Если никакой возможности найти приют не было, беженцы бросались в приемную Федеральной миграционной службы (ФМС). Бюджет ФМС предусматривал на первую помощь беженцам единовременное пособие в размере около 5-ти долларов на человека. Часто у сотрудников не было возможности выдать и эти деньги. Все, что они могли сделать, это направить самых уязвимых в Центры временного размещения (ЦВР) в разных регионах России.

В 1995г. таких центров было всего 15, и они были уже частично наполнены беженцами из стран СНГ. Всего около 3-х тысяч мест оставалось там для IDP’s из Чечни.

Почти все ЦВР были расположены далеко от больших населенных пунктов. Жители ЦВР оказались оторванными от мира, они испытывали нечто вроде клаустрофобии — страха перед замкнутым пространством. Старики, в одночасье лишившиеся крова, собранной за долгие годы библиотеки (о книгах вспоминали чаще всего), всей привычной им обстановки. Дети, которым не в чем ходить в школу и которым родители не могут купить яблоко или пару обуви…

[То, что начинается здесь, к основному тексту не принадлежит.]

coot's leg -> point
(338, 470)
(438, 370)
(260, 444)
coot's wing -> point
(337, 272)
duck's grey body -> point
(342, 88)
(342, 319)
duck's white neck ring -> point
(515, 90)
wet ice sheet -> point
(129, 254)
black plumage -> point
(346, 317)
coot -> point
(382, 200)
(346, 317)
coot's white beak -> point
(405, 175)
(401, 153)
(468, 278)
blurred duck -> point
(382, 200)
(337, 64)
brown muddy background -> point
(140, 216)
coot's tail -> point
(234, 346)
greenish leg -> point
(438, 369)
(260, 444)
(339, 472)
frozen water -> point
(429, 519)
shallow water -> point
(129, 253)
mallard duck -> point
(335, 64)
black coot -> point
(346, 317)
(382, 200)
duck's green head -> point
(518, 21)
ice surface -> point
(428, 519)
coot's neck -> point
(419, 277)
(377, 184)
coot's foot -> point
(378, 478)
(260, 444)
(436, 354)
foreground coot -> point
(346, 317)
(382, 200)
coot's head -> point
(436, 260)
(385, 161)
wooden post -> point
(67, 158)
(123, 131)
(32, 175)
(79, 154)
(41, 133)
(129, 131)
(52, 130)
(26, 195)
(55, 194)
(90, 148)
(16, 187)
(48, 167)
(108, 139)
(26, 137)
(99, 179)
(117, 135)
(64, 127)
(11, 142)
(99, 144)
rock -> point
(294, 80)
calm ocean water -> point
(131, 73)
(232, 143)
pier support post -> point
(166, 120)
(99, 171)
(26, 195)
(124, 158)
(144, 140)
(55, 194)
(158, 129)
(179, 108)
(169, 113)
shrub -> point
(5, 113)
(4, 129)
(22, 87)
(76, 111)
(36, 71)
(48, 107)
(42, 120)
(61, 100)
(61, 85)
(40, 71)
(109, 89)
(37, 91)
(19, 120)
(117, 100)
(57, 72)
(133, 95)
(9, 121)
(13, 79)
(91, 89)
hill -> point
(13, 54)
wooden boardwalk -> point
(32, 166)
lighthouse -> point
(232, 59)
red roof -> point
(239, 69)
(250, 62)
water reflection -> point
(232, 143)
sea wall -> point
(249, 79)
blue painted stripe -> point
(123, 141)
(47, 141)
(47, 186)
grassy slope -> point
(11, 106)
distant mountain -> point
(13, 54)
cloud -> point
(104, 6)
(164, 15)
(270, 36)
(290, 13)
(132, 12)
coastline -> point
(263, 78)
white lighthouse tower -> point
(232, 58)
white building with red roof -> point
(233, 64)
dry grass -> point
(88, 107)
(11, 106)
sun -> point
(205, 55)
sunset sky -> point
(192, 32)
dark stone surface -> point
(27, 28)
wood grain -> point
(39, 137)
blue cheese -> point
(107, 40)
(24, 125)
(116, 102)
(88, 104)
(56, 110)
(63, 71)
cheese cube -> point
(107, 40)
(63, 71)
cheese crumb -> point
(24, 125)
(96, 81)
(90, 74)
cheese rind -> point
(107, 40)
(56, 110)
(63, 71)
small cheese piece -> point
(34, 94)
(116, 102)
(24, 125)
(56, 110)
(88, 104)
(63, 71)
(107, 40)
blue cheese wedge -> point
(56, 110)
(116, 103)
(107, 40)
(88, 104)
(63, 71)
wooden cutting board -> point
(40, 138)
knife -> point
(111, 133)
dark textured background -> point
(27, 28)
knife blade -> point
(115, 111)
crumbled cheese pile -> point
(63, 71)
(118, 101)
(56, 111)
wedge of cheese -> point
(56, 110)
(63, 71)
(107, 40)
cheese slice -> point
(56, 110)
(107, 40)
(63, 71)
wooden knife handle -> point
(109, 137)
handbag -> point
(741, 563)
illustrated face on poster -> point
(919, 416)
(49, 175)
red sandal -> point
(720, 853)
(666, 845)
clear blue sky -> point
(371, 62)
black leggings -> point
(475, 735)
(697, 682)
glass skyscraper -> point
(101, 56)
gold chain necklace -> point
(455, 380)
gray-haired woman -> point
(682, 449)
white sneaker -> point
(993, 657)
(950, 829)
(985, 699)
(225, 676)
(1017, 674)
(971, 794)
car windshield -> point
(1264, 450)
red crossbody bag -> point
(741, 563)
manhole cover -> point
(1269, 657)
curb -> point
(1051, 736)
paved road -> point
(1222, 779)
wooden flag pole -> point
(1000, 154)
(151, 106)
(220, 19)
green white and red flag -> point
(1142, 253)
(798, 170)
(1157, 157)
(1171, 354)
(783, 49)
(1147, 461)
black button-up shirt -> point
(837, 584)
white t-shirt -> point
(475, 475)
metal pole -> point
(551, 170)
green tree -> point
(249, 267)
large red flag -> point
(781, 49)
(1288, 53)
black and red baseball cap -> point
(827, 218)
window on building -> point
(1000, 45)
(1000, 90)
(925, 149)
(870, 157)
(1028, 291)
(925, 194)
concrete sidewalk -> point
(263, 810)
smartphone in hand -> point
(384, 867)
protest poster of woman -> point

Система жизнеобеспечения беженцев в разных ЦВР была устроена по-разному. На день им полагалась жалкая сумма эквивалентная менее чем одному доллару на человека в день. Там, где семье денежная сумма выдавалась целиком раз в месяц, еще можно было как-то ею распорядиться. Если же вместо денег давались талоны, на которые можно было купить только продукты и только в тех магазинах, с которыми был заключен специальный договор, беженцам приходилось совсем туго. «Мама заболела. — вспоминает одна из жительниц ЦВР близ Саратова, — С трудом добились врача, он выписал лекарства, а купить их не на что. Я стояла в магазине и просила покупателей обменять мне талоны на деньги, но никто не хотел – люди не понимали, что это такое. Наконец, продавщица взяла у меня талоны за полцены, и я смогла пойти в аптеку. Жили впроголодь, не могли купить мыла, не было белья.» Еще хуже было в тех ЦВР, где беженцев кормили в столовой. Средства уходили на обслуживание, еда была скверная, а денег не было совсем.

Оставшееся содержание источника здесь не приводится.